1974 by David Peace & Daniel Lemoine

1974 by David Peace & Daniel Lemoine

Auteur:David Peace & Daniel Lemoine [peace, david & Lemoine, Daniel]
La langue: fra
Format: epub
ISBN: 9782743612474
Publié: 2013-06-27T13:40:19+00:00


Des fleurs fraîches à la main, je sonnai à la porte de la maison de retraite Hatley.

Je n’avais jamais apporté de fleurs à St. James.

Pas apporté la plus petite plante à mon père.

Le bâtiment, qui évoquait une demeure aristocratique ou un hôtel, jetait une ombre froide et noire sur le parc mal entretenu. Deux vieilles femmes me dévisageaient, derrière la vitre d’une serre. L’une d’entre elles massait son sein gauche, en serrait la pointe entre ses doigts.

Je me demandai quand ma mère avait cessé d’apporter des fleurs à mon père.

Une femme en blouse blanche, d’âge mûr et le visage rouge, ouvrit la porte.

— Puis-je vous aider ?

— Je l’espère. Je viens voir ma tante Marjorie. Mme Marjorie Dawson.

— Vraiment ? Je vois. Entrez, je vous prie, dit la femme, qui maintint la porte ouverte.

Je fus incapable de me souvenir quand j’avais rendu visite à mon père pour la dernière fois, si c’était le lundi ou le mardi.

— Comment va-t-elle ?

— Il a fallu lui donner quelque chose pour les nerfs. Seulement pour la calmer.

Elle me précéda dans une entrée imposante dominée par un escalier plus imposant encore.

Je dis :

— Cela me fait de la peine.

— Eh bien, il paraît qu’elle était plus ou moins dans tous ses états, quand on l’a ramenée.

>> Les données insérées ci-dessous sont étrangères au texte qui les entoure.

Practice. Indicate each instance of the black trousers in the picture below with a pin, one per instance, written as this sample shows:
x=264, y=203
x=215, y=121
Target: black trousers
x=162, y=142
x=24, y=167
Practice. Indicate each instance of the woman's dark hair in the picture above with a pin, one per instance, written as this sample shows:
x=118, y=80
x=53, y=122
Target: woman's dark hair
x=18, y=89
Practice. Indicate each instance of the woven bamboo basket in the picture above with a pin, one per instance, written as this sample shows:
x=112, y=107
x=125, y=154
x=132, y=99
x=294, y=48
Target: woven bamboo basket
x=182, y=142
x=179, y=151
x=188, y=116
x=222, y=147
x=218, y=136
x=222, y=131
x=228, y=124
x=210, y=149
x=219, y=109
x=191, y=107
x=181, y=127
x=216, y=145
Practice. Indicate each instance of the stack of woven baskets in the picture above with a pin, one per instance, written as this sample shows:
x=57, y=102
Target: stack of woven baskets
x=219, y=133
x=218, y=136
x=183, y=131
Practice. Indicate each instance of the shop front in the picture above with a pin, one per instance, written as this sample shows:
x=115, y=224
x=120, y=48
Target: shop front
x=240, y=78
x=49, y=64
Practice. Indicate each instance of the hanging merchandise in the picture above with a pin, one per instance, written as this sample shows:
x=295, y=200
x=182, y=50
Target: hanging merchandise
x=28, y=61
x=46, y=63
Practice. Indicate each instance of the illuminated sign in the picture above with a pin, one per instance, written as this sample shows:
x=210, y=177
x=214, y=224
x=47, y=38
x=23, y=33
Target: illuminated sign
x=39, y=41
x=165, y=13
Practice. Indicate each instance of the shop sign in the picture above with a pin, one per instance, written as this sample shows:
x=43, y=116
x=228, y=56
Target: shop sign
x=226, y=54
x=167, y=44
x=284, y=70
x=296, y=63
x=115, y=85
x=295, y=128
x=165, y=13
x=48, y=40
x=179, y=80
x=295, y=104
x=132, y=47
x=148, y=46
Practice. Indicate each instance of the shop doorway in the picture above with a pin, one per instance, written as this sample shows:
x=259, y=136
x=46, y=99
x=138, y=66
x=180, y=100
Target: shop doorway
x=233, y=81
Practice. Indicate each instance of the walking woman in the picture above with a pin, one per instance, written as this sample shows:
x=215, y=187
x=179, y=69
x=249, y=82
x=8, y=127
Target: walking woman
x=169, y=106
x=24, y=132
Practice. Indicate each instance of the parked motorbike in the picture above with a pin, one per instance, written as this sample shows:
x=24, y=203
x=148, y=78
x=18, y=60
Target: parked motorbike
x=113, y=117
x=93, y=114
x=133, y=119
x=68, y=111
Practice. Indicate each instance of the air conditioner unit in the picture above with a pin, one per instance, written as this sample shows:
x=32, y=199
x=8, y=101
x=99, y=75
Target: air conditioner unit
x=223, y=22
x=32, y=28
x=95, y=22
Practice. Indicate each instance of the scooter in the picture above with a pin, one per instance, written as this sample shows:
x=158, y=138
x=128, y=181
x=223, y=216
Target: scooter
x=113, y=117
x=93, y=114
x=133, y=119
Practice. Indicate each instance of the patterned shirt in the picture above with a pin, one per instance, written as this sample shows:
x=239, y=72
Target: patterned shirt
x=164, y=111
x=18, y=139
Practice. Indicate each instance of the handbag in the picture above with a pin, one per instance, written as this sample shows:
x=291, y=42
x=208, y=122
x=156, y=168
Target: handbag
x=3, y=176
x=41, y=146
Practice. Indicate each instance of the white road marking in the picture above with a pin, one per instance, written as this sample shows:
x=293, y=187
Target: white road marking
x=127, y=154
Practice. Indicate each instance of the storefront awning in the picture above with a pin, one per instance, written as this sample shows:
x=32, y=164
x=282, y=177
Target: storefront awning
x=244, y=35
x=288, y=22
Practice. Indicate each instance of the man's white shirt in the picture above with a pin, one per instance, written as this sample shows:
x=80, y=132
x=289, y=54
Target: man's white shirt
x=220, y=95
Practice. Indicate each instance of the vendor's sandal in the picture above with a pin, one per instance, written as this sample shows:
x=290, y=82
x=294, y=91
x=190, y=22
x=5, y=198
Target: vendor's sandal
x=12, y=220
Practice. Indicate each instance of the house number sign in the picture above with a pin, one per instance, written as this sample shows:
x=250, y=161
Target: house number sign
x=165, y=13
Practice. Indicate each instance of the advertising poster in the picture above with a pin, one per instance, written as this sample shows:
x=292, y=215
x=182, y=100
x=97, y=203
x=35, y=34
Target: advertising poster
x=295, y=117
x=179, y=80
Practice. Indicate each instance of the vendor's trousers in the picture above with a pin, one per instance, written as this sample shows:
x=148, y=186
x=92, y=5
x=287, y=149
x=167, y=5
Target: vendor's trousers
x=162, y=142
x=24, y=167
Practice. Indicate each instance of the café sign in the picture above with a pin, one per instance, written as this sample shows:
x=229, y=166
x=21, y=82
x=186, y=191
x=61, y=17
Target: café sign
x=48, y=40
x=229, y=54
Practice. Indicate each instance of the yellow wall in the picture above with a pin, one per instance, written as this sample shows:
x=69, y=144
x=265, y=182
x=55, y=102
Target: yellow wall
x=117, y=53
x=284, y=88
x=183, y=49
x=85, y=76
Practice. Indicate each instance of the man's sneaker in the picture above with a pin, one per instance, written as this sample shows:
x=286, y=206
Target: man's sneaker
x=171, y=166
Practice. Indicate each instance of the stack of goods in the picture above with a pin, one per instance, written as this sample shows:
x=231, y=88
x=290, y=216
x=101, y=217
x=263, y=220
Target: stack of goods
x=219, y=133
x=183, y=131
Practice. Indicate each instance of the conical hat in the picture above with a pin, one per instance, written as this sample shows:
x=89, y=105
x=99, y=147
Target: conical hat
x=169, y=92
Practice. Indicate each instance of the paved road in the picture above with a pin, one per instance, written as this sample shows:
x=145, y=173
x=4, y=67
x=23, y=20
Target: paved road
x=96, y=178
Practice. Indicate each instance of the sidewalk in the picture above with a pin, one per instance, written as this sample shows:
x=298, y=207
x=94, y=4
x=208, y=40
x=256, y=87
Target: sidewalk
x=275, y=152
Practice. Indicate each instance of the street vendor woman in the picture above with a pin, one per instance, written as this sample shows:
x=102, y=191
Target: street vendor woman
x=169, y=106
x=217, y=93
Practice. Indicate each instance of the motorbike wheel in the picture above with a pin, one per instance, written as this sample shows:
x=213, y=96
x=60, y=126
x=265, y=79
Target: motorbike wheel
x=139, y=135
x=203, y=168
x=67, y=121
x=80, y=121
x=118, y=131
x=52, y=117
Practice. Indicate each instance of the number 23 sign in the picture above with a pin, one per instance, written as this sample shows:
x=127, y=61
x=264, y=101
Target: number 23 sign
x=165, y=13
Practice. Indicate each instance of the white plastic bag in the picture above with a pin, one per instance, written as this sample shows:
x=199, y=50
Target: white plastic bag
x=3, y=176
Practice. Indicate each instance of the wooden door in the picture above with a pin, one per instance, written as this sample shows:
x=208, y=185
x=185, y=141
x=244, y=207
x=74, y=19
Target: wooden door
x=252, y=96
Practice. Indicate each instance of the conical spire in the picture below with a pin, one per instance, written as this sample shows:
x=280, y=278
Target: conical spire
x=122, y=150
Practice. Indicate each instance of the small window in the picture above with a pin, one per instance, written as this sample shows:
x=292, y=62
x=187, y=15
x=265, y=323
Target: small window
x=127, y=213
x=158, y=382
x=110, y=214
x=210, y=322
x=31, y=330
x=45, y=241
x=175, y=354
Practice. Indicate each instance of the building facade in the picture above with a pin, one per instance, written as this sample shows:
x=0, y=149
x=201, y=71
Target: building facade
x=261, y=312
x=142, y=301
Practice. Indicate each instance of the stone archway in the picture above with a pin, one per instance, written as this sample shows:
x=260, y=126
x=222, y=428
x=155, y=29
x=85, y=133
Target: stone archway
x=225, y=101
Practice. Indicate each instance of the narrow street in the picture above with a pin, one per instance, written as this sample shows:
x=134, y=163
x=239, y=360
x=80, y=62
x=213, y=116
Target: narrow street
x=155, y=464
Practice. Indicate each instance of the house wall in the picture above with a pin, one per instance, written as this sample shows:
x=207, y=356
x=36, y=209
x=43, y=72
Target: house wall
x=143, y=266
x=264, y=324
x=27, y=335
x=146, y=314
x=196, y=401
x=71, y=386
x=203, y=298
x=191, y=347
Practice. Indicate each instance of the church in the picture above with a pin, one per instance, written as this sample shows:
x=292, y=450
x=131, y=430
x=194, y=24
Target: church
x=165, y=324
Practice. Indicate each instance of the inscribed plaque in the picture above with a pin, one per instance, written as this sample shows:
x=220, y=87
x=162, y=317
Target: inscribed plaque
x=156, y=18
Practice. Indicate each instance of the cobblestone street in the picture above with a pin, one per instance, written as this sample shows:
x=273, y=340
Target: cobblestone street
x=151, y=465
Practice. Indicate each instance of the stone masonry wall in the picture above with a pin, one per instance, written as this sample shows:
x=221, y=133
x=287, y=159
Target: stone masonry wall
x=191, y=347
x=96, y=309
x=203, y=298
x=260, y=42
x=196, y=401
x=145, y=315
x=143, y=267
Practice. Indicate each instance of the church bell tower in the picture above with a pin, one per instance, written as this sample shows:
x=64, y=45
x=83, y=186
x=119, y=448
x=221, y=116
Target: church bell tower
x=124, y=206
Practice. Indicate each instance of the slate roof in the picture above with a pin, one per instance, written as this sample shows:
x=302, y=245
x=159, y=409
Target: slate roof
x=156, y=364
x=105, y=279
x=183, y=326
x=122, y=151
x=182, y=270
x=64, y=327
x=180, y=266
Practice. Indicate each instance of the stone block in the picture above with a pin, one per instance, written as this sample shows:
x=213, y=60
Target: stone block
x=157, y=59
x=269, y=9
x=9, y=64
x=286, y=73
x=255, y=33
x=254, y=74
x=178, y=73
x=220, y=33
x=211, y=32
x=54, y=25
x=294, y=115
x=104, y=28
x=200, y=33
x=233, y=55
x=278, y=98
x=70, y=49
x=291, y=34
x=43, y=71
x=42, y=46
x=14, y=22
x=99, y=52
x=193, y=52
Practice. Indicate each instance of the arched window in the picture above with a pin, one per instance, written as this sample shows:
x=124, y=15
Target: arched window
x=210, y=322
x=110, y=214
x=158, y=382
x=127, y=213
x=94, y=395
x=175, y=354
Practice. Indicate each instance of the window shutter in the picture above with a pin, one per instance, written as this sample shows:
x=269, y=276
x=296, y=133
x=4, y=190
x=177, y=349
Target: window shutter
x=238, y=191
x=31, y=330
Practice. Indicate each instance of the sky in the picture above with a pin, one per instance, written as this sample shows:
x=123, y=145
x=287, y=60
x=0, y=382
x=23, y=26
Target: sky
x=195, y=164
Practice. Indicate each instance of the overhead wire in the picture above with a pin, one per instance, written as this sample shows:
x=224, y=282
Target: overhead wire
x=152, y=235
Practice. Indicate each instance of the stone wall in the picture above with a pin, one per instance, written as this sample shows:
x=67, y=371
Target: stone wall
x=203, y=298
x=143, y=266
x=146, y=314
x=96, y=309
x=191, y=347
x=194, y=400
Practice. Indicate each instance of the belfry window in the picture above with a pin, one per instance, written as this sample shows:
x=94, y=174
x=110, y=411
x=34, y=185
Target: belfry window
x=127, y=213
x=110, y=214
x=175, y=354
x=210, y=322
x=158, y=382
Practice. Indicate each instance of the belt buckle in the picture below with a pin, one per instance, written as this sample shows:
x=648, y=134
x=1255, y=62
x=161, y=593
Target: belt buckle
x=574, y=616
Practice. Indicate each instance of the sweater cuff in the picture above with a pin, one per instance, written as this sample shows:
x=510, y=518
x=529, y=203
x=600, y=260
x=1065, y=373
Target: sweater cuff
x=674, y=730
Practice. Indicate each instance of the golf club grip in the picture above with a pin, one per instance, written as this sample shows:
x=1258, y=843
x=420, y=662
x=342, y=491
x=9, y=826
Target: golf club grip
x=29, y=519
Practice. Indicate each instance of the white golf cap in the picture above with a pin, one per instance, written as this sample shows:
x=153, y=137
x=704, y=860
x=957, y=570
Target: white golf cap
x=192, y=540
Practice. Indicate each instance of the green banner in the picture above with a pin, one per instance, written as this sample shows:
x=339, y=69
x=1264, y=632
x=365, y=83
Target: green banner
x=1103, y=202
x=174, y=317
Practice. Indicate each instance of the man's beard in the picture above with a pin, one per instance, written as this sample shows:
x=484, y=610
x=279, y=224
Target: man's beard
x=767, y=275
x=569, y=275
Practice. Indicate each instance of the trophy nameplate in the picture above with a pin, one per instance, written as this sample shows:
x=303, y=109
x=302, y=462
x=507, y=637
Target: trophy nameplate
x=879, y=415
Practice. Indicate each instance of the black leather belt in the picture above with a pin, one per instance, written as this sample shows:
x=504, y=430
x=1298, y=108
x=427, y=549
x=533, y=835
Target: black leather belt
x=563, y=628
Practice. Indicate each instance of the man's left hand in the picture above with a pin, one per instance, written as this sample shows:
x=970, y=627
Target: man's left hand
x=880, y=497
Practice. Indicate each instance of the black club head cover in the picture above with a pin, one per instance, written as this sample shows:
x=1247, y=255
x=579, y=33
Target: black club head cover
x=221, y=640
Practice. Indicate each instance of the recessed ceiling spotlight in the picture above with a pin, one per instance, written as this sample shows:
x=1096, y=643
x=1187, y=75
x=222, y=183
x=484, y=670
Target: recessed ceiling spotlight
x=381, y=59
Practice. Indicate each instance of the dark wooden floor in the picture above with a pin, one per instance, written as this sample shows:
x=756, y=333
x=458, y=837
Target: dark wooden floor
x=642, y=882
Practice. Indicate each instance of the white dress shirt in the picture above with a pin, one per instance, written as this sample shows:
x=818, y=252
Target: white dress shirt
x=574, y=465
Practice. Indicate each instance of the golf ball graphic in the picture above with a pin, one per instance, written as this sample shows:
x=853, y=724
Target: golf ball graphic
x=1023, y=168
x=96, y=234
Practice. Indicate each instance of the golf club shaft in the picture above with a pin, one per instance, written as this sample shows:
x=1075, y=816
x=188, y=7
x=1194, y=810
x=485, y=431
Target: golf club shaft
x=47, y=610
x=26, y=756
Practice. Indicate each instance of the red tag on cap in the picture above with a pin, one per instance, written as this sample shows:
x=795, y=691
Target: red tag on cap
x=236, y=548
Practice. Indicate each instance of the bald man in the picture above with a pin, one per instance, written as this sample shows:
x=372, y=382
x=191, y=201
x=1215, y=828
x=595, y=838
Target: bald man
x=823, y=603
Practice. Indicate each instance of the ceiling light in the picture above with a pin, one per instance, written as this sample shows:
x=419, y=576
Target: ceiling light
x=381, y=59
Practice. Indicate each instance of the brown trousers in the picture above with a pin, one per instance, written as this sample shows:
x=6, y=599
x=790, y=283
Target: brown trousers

Ramenée, pensai-je, me mordant la langue.

— Quand avez-vous vu votre tante pour la dernière fois, monsieur… ?

— Dunston, Eric Dunston, dis-je, tendant la main et souriant.

— Mme White, dit Mme White, qui me serra la main. Les Hatley sont absents, cette semaine.

— Ravi de vous rencontrer, dis-je, sincèrement reconnaissant de manquer les Hatley.

— Elle est à l’étage. Chambre 102. Une chambre particulière, naturellement.

Mon père avait fini dans une chambre particulière, sans fleurs, tas d’os dans un sac de peau brune.

Mme White, dans sa blouse moulante, me précéda dans l’escalier.

Le chauffage était au maximum et on entendait le bourdonnement d’un poste de télévision ou de radio. Une odeur de cuisine industrielle nous suivit dans l’escalier, comme elle restait collée à ma peau quand je quittais l’hôpital St. James de Leeds.

En haut de l’escalier, je la suivis, dans un couloir-sauna bordé de radiateurs en fonte énormes, jusqu’à la chambre 102.

Le cœur battant fort et vite, je dis :

— Ça va. Je vous ai suffisamment dérangée, madame White.

— Oh, ne soyez pas stupide, dit Mme White, souriante, frappant à la porte et l’ouvrant. Vous ne me dérangez pas.

C’était une belle chambre, baignée par le soleil d’hiver et pleine de fleurs, où Radio 2 diffusait une musique légère.

Marjorie Dawson était allongée, les yeux fermés, sur deux oreillers, le col de sa robe de chambre dépassant sous le drap et la couverture. Une mince pellicule de sueur couvrait son visage et aplatissait sa permanente, si bien qu’elle faisait en réalité plus jeune que son âge probable.

Elle ressemblait à ma mère.

Je fixai les flacons de Lucozade et de Robinson’s Barley Water, aperçus le visage maigre de mon père dans le miroir.

Mme White se dirigea vers les oreillers, posa légèrement la main sur le bras de Mme Dawson.